In late 2018, the Department of Commerce’s Bureau of Industry and Security proposed that quantum technologies—specifically those for computing and sensing, as well as quantum encryption (used in quantum communication)—be added to a list of emerging and foundational technologies that the government should consider blocking US exports because of their “dual-use” nature. The term refers to technology that can be used for commercial and military purposes.
But quantum science is young enough that major competing nations could operate faster if they are allowed to collaborate and feed off each other, especially in the field of quantum computing, according to the report, which also notes that “no currently demonstrated quantum computing or communication technologies have immediate defense applications.” The report supports export controls to advance quantum sensing technology, which it says BIS is already doing.
Commerce and Defense are both part of a powerful interagency group – the Committee on Foreign Investment in the United States, or CFIUS – which makes decisions related to export controls and is also the wheelhouse for the type of financial and other resource follow-up activities recommended by the report.

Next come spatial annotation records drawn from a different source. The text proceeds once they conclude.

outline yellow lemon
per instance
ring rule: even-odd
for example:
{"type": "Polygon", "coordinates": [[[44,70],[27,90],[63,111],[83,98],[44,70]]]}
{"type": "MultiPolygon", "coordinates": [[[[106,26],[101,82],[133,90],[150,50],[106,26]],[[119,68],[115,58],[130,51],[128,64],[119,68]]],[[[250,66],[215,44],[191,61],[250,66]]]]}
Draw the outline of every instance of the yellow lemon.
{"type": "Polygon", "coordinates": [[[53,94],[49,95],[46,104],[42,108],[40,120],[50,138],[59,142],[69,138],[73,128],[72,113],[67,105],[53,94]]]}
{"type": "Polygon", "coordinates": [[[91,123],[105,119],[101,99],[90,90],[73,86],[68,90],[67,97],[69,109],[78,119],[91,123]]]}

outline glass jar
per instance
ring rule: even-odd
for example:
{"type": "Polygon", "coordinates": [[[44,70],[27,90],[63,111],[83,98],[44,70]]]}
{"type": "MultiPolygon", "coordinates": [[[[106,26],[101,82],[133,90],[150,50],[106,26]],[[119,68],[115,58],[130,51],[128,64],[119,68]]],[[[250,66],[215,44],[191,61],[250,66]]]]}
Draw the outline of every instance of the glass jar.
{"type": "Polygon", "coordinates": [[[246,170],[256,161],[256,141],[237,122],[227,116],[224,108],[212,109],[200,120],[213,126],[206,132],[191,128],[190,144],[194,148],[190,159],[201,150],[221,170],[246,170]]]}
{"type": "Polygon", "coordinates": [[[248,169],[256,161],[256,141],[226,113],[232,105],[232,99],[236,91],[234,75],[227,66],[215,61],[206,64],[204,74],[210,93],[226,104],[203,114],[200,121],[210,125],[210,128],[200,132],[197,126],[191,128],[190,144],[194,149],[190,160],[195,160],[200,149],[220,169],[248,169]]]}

The report suggests complicated considerations for CFIUS agency heads, including those in Treasury, Justice, State and others.
“Export controls would prematurely limit the exchange of scientific ideas, slowing technological progress. Having a broad base of experts (including outside the United States) experimenting with early-stage prototypes could accelerate the discovery of useful defense-related applications,” Parker and colleagues write. “Additionally, export controls could threaten the financial health of small US start-ups that are advancing the state of the art in quantum technology, as it is not certain that there will be enough of domestic demand to sustain them.”
On the government’s research and development front, the Department of Energy controls a significant portion of about $700 million that the agencies were collectively on track to spend to advance quantum technology over the past year. fiscal year 2021, at the time of writing the report. The RAND report suggests the government should broadly diversify its investments in the areas of quantum technology it has examined, including quantum communications, where China is leading the way.